Of course, it is true that responses to a subpoena which calls for such documents may give the grand jury information which it does not already have. Doubtless disclosure and production by an attorney showing that Jamil pays the bill and calls the tune would add to what the government already knows and may be highly incriminating. To enable the government to obtain such evidence is precisely why we have grand juries and why their subpoenas should be enforced unless it is clear that disclosure would impair the salutary purpose of encouraging frank communications between a client and an attorney. In the situation before us, no salutary purpose is served by making it more difficult for the government to find out who is attempting to obtain the advantages of anonymity and secrecy by using the public facility of incorporation.

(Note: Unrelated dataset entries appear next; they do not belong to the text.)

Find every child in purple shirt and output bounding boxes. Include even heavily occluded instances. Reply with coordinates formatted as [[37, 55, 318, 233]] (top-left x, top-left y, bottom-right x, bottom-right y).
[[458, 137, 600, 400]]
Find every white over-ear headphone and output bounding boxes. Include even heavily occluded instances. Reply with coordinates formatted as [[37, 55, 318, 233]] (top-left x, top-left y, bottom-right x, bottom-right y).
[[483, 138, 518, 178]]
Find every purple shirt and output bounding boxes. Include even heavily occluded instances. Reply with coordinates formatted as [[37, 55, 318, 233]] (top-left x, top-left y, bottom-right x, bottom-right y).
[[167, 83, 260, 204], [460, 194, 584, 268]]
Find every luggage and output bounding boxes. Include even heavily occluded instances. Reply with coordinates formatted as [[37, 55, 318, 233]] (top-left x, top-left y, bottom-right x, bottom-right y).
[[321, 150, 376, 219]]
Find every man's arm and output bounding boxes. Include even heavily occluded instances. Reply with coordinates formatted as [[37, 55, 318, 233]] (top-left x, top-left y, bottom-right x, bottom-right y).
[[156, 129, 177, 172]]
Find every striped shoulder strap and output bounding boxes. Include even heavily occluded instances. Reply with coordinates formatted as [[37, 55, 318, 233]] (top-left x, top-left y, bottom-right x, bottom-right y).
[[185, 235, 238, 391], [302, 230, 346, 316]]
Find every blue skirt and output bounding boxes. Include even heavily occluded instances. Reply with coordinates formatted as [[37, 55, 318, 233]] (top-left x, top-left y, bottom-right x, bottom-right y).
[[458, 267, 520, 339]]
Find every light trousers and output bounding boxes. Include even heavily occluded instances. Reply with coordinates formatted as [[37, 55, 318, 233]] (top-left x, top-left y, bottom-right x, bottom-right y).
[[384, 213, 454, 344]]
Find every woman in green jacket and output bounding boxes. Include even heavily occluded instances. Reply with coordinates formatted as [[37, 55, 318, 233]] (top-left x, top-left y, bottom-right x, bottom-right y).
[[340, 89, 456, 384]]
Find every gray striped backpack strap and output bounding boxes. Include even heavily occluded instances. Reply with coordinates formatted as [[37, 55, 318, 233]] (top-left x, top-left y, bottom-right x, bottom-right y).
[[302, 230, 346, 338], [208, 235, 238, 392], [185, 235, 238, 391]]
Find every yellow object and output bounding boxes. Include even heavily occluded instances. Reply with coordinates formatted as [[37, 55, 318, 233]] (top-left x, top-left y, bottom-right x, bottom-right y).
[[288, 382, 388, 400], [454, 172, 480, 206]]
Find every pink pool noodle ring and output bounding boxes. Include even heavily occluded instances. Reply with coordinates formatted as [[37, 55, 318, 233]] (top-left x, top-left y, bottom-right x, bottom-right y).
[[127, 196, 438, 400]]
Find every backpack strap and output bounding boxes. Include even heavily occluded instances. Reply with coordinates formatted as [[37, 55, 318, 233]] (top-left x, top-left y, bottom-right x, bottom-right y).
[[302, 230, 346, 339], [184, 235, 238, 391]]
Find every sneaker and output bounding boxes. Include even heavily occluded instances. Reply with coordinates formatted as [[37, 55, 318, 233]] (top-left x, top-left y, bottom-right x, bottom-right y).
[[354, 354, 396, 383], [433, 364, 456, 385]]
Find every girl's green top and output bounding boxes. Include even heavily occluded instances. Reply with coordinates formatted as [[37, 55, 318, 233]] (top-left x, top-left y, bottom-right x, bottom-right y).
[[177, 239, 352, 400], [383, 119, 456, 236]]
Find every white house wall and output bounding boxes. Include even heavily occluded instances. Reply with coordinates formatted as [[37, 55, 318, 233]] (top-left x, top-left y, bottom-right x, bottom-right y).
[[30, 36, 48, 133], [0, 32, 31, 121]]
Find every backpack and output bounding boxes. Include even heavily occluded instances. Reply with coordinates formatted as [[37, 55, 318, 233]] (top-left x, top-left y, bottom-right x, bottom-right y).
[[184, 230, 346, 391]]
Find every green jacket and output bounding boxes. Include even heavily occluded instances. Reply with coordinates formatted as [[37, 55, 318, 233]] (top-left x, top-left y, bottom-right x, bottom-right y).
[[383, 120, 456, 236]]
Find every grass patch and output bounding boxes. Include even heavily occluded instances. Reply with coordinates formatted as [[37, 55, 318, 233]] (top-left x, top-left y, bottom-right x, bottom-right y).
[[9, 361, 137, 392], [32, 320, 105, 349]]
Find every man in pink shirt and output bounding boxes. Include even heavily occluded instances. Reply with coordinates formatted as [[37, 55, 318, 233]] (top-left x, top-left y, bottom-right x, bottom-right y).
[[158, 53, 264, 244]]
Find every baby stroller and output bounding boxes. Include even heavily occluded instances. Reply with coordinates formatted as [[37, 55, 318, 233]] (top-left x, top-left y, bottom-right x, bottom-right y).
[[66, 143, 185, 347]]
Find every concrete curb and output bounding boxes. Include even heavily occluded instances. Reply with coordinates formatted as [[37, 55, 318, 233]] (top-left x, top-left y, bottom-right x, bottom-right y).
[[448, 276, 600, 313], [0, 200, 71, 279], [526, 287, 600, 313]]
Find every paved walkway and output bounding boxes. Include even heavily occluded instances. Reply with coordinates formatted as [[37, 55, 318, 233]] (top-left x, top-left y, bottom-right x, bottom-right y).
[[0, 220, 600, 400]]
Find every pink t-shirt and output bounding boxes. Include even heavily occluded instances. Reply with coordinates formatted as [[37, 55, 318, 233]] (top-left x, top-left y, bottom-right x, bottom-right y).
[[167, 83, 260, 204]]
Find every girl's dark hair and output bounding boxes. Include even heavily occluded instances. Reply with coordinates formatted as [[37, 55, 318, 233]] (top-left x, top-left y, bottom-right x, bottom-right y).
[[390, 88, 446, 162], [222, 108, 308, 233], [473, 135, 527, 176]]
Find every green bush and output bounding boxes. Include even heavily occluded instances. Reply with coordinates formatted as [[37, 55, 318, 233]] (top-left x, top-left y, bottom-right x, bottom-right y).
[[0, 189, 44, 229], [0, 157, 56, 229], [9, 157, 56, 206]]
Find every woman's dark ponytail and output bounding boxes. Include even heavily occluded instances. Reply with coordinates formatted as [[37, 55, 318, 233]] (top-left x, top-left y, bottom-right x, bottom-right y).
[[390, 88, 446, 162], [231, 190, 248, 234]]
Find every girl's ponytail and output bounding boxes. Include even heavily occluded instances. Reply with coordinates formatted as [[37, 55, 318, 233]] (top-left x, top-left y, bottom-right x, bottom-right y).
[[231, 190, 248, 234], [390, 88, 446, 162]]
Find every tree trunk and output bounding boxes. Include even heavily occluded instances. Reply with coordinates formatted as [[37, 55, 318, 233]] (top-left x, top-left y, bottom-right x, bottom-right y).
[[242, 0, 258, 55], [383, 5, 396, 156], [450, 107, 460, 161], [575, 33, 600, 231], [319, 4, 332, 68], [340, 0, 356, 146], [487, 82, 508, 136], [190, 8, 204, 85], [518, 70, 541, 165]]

If an attorney must say who paid him money, on what theory can he shield the client who has caused him to obtain the public benefits of incorporation by the public filing? Surely the grand jury may require an attorney who has paid the state a filing fee for a particular incorporation to disclose the name of the client who pays the bill; nor is there any reason why an attorney cannot be required to disclose whatever fees have been paid by that client or other corporation. It simply saves everybody's time to permit the inquiry to be directed at the outset to the particular party and corporations under investigation. Those who seek the benefits which the laws of our states allow them through the limited liability and the possible tax advantages of the corporate structure should not be heard to complain when a grand jury seeks to determine their activities, or the scope of their corporate-sheltered activities, by directing its inquiries to the one party best qualified to know what has been done publicly and to produce such records.
Incorporation in New York, for example, requires the payment of fees to the department of state under N.Y.Exec.Law § 96(9)(b) and N.Y.Tax Law § 180.
The investigation of white collar manipulation which engages the attention of law-enforcement officers ought not to be made unnecessarily difficult by specious semantics about confidential communications. I would affirm the order of the district court as modified to relate to all public documents and publicly filed documents caused to be filed by Jamil, CCS, or Communications Control Systems.